In particular, outside observers took to heart the remarks of central bank governor Patrick Honohan, that he anticipated that negotiations with the bailout delegation, set to commence today, would result in a tens-of-billion-euro loan deal. But per the Irish Times, the government took issue with his remarks:
[Brian] Cowen indicated that the Government did not share Prof Honohan’s views on the figure or a deal, saying his comments were premature ahead of negotiations.
“The governor gave his view. He is entitled to give his view. I am entitled to give the view about the decision the Government will take when the necessary discussions are over,” he said.
However, Minister for Finance Brian Lenihan later told the Dáil that the Government could accept an aid package for the banks after the talks with the IMF.
He said the establishment of a contingency fund would be a “very desirable outcome” but said no final decisions had been made.
It was possible that the funds would be made available but not drawn down, he added.
In a subsequent interview on RTÉ television, Mr Lenihan accepted that the external assistance from the EU would “have to be funnelled through the State” but denied the IMF would be directing the budget and four-year plan.
Note that the Irish government is still holding out for a banking-system-only bailout, even if the funds are channeled through the government. Since I am not aware of any IMF bailout being done on this format, it’s likely to be a sticking point if the Irish refuse to back down (recall that the government itself is under no immediate funding pressure; they have six months before they need to go to market, which is an eternity in crisis-land).

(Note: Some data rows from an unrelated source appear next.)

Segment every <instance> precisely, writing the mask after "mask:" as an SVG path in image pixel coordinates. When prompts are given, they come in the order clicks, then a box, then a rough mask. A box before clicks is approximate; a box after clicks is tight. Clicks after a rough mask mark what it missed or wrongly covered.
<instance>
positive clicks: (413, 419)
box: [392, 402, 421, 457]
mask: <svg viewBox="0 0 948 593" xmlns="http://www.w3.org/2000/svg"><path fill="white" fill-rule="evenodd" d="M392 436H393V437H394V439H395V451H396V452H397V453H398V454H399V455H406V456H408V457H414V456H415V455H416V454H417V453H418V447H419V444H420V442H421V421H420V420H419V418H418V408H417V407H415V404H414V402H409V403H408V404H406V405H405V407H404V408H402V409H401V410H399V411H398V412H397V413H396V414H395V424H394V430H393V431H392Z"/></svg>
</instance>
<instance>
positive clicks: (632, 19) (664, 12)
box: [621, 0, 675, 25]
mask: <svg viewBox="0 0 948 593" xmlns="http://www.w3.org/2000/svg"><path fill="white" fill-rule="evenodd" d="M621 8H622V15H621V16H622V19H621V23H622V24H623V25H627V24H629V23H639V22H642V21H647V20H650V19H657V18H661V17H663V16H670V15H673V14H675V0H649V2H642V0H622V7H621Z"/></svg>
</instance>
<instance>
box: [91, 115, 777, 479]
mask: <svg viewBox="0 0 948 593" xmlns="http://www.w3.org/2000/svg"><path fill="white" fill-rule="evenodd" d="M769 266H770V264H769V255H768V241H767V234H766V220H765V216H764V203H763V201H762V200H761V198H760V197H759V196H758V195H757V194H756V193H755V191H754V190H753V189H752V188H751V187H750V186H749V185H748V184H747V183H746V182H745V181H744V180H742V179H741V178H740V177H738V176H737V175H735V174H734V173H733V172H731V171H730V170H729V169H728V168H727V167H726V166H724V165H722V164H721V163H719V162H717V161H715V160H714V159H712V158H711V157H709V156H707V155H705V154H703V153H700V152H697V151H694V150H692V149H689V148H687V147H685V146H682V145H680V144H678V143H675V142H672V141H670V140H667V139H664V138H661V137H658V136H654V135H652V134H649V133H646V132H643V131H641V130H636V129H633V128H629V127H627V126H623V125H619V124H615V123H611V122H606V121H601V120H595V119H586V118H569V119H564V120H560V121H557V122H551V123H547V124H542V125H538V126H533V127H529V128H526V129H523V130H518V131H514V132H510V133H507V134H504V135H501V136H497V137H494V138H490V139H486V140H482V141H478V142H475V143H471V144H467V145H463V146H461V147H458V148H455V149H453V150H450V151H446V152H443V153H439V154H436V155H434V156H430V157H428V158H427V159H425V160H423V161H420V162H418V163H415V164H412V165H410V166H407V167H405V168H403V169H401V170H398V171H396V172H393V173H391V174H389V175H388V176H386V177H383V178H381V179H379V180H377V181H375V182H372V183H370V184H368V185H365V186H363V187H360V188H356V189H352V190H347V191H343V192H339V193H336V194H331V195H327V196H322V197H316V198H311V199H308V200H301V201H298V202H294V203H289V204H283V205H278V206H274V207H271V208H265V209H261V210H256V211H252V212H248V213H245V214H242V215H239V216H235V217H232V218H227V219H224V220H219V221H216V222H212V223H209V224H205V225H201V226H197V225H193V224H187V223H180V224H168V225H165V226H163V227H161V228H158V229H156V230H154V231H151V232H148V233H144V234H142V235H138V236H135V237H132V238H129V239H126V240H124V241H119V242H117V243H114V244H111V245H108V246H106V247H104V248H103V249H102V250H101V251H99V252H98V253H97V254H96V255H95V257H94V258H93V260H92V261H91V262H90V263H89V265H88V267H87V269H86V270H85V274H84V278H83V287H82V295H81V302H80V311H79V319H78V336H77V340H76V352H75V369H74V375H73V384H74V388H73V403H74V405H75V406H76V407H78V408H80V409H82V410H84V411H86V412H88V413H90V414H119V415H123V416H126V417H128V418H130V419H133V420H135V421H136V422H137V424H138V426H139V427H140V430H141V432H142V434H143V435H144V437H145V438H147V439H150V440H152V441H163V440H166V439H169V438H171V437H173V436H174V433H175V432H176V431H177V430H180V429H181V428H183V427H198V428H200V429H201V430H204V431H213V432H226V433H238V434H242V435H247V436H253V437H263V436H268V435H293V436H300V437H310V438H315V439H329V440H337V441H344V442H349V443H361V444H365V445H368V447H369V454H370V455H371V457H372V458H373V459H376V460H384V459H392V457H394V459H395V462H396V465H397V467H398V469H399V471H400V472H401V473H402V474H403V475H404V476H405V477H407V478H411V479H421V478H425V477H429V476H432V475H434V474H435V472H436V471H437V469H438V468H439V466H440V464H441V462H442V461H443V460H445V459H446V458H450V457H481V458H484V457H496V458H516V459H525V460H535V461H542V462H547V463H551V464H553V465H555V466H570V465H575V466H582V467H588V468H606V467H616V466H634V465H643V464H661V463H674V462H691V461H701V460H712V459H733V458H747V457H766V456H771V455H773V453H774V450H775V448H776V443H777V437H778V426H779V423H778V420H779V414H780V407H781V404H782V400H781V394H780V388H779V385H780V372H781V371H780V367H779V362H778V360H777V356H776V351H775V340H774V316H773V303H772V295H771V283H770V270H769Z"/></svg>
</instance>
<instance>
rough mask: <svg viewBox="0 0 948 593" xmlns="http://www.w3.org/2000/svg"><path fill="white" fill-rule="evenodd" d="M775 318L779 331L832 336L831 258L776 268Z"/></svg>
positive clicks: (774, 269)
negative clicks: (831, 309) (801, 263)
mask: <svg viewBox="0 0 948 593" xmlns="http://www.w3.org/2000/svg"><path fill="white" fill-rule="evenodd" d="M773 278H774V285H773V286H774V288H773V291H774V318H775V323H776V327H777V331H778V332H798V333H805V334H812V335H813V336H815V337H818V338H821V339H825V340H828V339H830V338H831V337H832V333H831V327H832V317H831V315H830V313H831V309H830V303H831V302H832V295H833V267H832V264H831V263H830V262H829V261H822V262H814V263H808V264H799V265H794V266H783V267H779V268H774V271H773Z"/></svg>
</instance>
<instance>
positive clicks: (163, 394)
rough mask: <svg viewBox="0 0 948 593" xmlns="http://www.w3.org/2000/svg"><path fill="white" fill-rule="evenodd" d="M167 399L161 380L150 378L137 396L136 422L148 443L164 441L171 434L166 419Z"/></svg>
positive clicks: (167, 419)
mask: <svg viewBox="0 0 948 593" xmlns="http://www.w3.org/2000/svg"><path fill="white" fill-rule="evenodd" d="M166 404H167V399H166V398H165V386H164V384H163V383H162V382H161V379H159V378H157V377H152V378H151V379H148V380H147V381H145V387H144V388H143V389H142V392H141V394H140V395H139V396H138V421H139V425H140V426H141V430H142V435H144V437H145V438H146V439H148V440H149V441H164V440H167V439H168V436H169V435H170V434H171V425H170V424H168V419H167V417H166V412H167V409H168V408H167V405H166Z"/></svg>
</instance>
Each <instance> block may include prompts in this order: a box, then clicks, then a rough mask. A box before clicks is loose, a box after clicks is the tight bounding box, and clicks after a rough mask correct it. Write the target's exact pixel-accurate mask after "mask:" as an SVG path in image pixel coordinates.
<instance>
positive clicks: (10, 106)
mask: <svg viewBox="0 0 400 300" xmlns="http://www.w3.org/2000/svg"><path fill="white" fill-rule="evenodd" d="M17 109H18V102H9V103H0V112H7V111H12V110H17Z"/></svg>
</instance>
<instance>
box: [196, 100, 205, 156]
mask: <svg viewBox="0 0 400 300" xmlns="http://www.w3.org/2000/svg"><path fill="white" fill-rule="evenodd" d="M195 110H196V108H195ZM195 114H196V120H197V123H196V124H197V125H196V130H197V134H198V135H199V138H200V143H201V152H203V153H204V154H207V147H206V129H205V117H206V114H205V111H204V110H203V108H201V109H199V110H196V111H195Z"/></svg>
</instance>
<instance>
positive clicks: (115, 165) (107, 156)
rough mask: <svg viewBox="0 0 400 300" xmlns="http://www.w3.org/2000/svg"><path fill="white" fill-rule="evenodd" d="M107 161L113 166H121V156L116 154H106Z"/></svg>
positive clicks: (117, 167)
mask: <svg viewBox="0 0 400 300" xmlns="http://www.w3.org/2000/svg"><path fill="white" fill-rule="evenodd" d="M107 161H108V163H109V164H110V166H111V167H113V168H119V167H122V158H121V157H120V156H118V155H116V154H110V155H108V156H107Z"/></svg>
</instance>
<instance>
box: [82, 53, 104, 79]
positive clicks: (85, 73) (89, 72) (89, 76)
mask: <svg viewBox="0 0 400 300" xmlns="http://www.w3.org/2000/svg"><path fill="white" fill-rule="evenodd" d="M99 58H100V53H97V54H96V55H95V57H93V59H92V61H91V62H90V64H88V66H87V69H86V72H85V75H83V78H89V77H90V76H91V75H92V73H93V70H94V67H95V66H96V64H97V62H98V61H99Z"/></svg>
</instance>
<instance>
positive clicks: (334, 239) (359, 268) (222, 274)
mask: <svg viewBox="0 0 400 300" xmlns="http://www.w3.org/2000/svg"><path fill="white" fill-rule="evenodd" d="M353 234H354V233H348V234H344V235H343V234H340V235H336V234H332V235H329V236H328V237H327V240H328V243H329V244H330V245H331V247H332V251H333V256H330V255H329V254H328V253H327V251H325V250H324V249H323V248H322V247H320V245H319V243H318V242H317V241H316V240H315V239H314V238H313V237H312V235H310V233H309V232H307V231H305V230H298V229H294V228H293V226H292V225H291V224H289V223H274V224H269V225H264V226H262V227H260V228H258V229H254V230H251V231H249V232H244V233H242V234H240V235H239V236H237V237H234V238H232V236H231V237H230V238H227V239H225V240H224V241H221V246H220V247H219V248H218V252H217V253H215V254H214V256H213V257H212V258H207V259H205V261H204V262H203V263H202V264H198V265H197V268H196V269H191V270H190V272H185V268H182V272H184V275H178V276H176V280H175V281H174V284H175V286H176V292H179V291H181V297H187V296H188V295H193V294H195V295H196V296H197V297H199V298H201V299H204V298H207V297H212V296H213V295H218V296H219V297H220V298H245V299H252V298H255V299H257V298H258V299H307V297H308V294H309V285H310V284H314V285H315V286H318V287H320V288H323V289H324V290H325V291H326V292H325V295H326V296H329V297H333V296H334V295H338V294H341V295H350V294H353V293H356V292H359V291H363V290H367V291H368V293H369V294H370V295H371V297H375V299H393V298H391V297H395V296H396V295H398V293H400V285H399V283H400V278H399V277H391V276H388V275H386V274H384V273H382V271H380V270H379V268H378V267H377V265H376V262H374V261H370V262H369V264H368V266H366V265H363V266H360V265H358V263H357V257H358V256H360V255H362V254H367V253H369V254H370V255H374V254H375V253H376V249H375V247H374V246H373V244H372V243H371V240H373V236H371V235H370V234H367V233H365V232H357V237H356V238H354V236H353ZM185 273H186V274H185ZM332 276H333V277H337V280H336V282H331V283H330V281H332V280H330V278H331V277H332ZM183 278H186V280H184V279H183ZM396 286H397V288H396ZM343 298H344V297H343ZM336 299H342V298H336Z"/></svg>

The other major bone of contention is Ireland’s super-low corporation tax, which served as a significant incentive for multinationals to set up shop in Ireland. The Germans and French are insistent that it be increased to balance the budget. The Irish objections here are plausible, particularly since the low rates are a cornerstone of their national strategy (do you want 12.5%, the current corporate tax rate, of a decent sized number or 25% of a vastly smaller number?). The Irish have made it clear that they are non-negotiable on this point, and as keenly as the rest of the eurozone would like to beat Ireland back into line, I doubt they’d be willing to risk negotiations failing over this issue.
What has been remarkable about this whole saga is that these rescues continue to be presented as sovereign bailouts, when in fact the real objective is to keep the European financial system from imploding. A Financial Times editorial described what is really at stake:
There is something absurd about pressuring Ireland to borrow money from Europe in order to calm markets enough to lower yields for Spain and Portugal, whose refinancing needs are more acute..
But the most urgent problem is not the solvency of the Irish state; it is the solvency of the Irish banking system….If Irish banks collapse – and if one falls it will not fall alone – it may well trigger bank failures across a continent that remains full of institutions whose earlier stress tests were remarkably stressless…
Saving the banking system, however, is not the same as bailing out extant institutions; nor should taxpayers give up even more of their blood to the walking dead. Yet this is what Ireland is being asked to do – borrow money from the EFSF to raise the banks’ equity. Doing so would be an insult to the Irish people (whose incomes will be mortgaged to pay the loan back) and a gratuitous one at that: it defies logic to claim that adding to Dublin’s debt will seduce markets back to Irish sovereign bonds.
So Ireland – and Europe – must confront the prospect of an inevitable string of bank restructurings. Giving away more capital now will weaken states’ ability to deal with the problem when there is no more time to be bought….
Europe does not yet seem willing to give up a diabolical bargain that has core states lend to peripheral ones so that they can support their banks, all to save financial institutions in the core from losses. This game of bail-outs on the sly cannot be sustained for much longer.
It has hit the point that the banks’ refusal to remedy their behavior is facilitating continued looting, as the scale of bloated big bank operations and financial firm pay have changed. Financiers like to tout their industry as Darwinian, yet they have failed to learn a key lesson from nature: successful parasites do not kill their hosts.